If anything, the scandal seems to have energized Davis’s staff.

“For us, it really rallied the troops,” said Matt Latham, her campaign manager. “There were a lot of people who’ve known Wendy and know what kind of person she is and have known her for a long time that said ‘we know Wendy, we know that she does what’s right, and we’re not going to be fooled by political stunts.’ We got a lot of people signing up to volunteer, and our campaign went on without a hitch regardless of what was going on.”

“There was no reason for him to pull a stunt like that if he wasn’t concerned that Wendy Davis was going to win in November,” Latham said.
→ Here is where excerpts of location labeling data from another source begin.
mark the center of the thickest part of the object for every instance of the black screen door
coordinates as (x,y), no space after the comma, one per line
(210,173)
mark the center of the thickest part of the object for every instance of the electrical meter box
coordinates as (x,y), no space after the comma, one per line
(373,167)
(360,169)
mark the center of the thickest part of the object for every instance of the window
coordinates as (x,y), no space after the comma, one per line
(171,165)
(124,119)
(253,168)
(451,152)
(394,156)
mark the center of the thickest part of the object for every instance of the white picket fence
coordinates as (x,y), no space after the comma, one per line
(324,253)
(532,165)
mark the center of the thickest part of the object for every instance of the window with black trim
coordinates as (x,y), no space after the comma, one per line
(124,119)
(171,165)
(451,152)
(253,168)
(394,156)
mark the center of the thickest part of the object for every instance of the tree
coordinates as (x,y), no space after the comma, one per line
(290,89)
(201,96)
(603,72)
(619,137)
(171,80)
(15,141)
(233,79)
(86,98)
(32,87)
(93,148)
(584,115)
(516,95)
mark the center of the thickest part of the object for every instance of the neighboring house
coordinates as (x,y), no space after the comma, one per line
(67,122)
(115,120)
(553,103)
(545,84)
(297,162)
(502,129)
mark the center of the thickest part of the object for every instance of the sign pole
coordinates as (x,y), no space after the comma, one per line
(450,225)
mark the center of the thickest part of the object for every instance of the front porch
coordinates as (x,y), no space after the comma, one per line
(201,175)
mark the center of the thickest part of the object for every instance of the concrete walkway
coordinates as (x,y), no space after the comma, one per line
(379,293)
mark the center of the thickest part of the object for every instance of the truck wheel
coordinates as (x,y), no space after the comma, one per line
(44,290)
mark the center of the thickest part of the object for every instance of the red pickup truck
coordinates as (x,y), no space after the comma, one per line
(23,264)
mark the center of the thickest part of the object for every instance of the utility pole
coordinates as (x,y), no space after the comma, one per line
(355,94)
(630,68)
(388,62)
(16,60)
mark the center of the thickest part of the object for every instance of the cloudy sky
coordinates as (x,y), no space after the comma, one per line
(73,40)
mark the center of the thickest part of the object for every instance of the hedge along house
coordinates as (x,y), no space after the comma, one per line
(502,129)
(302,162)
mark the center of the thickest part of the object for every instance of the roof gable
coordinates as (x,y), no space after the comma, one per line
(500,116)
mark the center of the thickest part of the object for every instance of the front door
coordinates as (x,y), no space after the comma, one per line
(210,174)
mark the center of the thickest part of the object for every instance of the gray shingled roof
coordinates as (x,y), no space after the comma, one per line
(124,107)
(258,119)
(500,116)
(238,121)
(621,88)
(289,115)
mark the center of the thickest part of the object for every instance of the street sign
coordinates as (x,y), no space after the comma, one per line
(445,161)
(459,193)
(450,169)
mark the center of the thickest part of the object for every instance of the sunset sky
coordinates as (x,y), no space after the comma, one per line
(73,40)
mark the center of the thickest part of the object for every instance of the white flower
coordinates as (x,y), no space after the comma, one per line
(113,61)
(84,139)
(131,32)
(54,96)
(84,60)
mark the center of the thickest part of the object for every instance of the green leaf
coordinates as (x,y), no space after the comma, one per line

Davis shares these suspicions. “…unfortunately I think he asked [the firefighters] to be a surrogate in a way that may not have served their interest as well as they should have,” she said. “I felt frustrated that it appeared as though my opponent was afraid of answering to the voters.”

Kim Brimer’s campaign declined to comment on the Senate District 10 race. Eppstein and the Fort Worth Professional Firefighters Association could not be reached for comment.

With the question of her eligibility settled, the real work of the campaign has started. Patrick Lively, Davis’ communication director, and Matt Latham, her campaign manager, have been friends since childhood, and now both work in politics. They both call the decision to work for Davis an easy one.

“Every cycle I look for a candidate I believe in,” Latham said. “It took me about 10 minutes of talking to her to realize that she was the candidate that I felt like I could work for.”

“It’s great to be working for her because she cares about real solutions. Sometimes you don’t find that in candidates,” Lively said. “They just want to be an officeholder, they want to be a state senator or something, but Wendy, it’s not so much about the title with her as it’s about what she’s gonna be able to do when she’s in Austin.”

The 2006 elections changed Texas politics. Democrats won key victories on the national and state levels. Voters in Dallas replaced Republicans with new Democratic officeholders.

Stephanie Klick, chair of the Republicans of Tarrant County, doesn’t see a Democratic takeover happening.

“Texas is still a red state, and Tarrant County is one of the reddest in the country,” she said.

Democratic officials clearly disagree, and the rest of Texas, and Tarrant County, may go blue in 2008, according to Tarrant County Democratic Party chairman Art Brender.

“I think the political tsunami has hit Tarrant County,” he said.

This year’s primary elections had a high turnout due to the presidential race. All previous Texas polling booth records were shattered, as throngs of voters showed up, many of them new and voting Democratic. The previous state record for primary turnout was in 2000, when 83,656 Republicans turned out for the Presidential primary in Tarrant County. This year, 100,793 Republicans voted in the county, but so did 199,567 Democrats. Statewide, Democratic primary voters outnumbered Republicans two to one.

“The diehard Republicans got out; they were just subsumed by our numbers,” Brender said.